[llvm-commits] change objectsize signature

Tue May 8 11:44:42 PDT 2012

On 5/8/12 10:46 AM, Nuno Lopes wrote:
> Hi,
>
> Thanks for your reply! It's really appreciated.
>
> Ok, so let me try to address your concerns:
>  - The idea is that objectsize takes arbitrary pointers and returns 
> the remaining size that can be read from that point on. This means 
> that objectsize accepts pointers returned by malloc/calloc/alloca/.., 
> GEPs, etc.

Right.  That's what I understood.

> The planed usage is the following:
>
> a[i] = ..
>
> converts to (using some loose syntax, and assuming that a[i] writes 4 
> bytes):
>
> %ptr = GEP(%a, %i)
> if (objectsize(%ptr) >= 4)
>   // OK
> else
>   __builtin_trap()
>
> (this is exactly what the current implementation does; 

I'm confused here: what is generating this code?  Clang?
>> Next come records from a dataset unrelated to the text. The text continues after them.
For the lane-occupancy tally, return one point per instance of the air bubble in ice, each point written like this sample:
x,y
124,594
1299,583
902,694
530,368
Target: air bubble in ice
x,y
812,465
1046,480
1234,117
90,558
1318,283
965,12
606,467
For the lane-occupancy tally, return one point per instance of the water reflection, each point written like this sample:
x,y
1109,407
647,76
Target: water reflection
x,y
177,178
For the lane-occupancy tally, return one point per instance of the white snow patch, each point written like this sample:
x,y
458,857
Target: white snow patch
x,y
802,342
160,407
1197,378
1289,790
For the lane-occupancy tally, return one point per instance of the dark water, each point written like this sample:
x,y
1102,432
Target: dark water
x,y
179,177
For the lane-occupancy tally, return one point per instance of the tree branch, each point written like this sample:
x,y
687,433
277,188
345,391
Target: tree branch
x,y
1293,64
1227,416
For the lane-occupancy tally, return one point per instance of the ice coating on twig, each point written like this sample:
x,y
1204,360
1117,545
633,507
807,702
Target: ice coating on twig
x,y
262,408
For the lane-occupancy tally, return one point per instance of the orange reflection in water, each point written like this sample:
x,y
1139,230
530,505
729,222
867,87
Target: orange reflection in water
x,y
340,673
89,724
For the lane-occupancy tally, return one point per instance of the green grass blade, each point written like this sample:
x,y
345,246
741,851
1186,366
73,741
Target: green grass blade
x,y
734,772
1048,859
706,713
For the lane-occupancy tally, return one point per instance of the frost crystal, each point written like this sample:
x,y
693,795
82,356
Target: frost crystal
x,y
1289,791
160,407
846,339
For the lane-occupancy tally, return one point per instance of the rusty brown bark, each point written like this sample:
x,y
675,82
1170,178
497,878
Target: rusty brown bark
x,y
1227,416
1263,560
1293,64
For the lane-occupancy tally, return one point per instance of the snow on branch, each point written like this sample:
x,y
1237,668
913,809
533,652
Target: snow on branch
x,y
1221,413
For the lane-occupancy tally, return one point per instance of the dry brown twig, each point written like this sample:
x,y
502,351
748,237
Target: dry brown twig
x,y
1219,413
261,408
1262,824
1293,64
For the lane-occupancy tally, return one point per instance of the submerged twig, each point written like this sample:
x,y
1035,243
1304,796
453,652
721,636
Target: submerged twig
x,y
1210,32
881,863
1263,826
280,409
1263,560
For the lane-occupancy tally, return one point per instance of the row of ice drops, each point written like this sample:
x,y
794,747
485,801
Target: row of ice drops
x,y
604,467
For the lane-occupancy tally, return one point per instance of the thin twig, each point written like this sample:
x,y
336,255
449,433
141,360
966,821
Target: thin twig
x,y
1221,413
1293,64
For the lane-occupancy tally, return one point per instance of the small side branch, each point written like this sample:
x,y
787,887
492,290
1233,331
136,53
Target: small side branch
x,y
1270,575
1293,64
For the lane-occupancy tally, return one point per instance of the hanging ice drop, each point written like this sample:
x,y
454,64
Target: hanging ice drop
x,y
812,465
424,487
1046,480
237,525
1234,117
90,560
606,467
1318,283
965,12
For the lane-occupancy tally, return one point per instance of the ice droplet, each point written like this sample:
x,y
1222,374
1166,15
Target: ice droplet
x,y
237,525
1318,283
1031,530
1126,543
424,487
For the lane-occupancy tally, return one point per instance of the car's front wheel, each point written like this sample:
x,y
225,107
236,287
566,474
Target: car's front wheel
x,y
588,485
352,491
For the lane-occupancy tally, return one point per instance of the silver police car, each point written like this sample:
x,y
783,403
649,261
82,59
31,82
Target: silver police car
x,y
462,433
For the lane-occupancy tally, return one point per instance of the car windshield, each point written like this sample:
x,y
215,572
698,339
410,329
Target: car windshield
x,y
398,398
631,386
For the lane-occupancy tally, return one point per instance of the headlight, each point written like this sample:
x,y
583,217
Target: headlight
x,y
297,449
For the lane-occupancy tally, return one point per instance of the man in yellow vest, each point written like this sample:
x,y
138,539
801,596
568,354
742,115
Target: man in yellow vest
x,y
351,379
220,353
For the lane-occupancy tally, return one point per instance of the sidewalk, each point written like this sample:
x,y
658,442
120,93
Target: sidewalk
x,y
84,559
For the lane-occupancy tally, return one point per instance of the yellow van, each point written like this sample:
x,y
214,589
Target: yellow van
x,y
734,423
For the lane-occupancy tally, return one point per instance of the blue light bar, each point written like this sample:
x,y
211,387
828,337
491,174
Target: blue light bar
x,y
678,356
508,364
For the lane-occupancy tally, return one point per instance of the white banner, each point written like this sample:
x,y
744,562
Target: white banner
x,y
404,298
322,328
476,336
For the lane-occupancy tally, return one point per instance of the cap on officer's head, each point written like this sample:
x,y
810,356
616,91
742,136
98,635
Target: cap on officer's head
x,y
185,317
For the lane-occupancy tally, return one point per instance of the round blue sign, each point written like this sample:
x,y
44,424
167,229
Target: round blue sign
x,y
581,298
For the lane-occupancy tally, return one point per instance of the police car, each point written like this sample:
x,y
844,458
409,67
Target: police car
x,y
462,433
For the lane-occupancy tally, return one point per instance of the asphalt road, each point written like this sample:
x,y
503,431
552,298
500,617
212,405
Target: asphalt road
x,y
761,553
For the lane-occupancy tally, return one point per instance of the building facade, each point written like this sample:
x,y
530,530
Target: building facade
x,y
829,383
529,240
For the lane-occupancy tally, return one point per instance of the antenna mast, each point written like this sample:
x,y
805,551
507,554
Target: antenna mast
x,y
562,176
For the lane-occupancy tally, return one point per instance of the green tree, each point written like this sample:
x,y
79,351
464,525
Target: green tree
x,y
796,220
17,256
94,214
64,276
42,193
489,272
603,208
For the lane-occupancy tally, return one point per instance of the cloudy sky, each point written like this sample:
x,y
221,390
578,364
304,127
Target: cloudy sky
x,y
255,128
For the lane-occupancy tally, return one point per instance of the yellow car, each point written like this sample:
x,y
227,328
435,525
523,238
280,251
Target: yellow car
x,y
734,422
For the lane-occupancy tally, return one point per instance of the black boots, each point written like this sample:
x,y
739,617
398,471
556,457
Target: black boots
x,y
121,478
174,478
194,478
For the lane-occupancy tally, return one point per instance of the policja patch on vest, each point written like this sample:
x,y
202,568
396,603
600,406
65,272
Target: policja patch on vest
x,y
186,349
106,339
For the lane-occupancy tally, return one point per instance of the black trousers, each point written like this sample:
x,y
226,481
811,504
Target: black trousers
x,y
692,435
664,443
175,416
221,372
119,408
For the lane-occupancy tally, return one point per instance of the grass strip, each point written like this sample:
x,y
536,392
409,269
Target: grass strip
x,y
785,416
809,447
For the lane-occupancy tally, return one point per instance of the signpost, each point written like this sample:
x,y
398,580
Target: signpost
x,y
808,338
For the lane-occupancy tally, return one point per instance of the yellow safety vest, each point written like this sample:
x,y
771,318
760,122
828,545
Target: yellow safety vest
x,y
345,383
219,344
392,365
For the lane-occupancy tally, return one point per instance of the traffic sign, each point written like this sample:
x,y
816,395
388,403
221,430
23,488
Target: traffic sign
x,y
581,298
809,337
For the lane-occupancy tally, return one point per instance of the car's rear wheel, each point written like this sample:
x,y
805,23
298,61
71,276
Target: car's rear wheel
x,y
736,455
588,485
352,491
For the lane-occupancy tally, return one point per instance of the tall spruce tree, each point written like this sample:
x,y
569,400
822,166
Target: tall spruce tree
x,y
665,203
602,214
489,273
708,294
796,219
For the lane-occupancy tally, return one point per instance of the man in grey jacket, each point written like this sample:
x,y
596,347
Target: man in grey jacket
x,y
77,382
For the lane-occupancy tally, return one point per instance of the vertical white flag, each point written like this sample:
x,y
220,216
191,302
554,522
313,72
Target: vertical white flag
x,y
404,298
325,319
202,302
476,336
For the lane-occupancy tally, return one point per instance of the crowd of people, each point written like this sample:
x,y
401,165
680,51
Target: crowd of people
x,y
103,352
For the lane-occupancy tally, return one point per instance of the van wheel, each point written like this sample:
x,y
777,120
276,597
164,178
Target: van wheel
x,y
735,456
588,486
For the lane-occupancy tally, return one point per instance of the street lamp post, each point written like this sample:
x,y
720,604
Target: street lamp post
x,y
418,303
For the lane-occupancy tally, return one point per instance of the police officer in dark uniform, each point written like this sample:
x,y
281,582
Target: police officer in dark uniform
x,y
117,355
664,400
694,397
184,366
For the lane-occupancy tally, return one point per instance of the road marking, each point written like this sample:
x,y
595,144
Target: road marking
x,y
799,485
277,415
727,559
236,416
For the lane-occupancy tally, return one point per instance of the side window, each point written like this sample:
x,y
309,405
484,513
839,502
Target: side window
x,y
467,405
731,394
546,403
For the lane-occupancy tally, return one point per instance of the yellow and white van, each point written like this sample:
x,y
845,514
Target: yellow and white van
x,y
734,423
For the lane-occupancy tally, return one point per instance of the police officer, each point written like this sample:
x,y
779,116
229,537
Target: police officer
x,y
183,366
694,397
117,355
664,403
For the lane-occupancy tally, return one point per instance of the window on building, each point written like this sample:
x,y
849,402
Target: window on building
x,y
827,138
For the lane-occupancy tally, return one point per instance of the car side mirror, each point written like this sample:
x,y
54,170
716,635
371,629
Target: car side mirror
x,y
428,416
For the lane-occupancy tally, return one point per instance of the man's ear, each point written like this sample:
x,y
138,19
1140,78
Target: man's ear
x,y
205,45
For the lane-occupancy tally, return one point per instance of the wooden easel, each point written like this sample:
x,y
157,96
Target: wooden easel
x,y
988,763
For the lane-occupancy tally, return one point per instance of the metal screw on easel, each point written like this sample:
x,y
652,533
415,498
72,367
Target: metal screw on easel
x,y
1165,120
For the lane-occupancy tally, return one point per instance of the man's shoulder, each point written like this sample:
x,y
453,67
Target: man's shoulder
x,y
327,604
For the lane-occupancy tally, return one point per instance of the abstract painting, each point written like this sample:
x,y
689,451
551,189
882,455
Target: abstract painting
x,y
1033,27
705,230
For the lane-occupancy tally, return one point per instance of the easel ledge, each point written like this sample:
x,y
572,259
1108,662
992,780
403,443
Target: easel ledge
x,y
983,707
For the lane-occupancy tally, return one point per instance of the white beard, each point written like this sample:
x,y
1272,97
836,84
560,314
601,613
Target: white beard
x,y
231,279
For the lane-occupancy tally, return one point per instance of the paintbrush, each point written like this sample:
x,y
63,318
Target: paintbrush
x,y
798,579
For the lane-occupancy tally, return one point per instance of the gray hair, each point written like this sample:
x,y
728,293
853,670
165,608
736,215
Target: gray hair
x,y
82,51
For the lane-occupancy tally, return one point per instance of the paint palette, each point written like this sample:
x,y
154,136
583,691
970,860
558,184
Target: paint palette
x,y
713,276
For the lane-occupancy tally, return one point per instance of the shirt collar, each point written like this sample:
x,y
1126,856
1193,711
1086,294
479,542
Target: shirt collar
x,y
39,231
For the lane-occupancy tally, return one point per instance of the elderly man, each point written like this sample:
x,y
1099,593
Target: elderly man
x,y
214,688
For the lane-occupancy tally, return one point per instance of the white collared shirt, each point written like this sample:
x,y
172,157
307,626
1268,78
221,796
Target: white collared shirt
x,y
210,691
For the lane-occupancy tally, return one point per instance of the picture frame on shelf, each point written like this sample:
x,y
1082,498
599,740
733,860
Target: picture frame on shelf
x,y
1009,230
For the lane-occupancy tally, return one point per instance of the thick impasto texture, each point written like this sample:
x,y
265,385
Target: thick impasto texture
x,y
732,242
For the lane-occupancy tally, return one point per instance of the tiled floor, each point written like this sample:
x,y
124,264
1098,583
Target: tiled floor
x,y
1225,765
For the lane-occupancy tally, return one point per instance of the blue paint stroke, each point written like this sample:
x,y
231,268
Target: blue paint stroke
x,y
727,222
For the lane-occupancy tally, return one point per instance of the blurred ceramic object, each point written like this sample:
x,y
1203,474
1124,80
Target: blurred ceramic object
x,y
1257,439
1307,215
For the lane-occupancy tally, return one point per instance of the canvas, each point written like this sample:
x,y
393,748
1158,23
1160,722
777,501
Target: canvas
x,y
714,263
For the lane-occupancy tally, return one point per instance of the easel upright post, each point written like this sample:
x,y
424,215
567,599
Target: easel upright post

Dragonegg?  I 
assume we're talking about LLVM IR that was generated for C code.  Is my 
assumption wrong?

I think I'm missing some of the context from which your design came.

> I'm just proposing to extend objectsize to return non-constant values)

Okay.  I don't think your original proposal was very clear.  You want 
objectsize to return non-constant values so that it is more effective at 
implementing these run-time checks; objectsize will not be doing the 
check itself.  Do I understand correctly?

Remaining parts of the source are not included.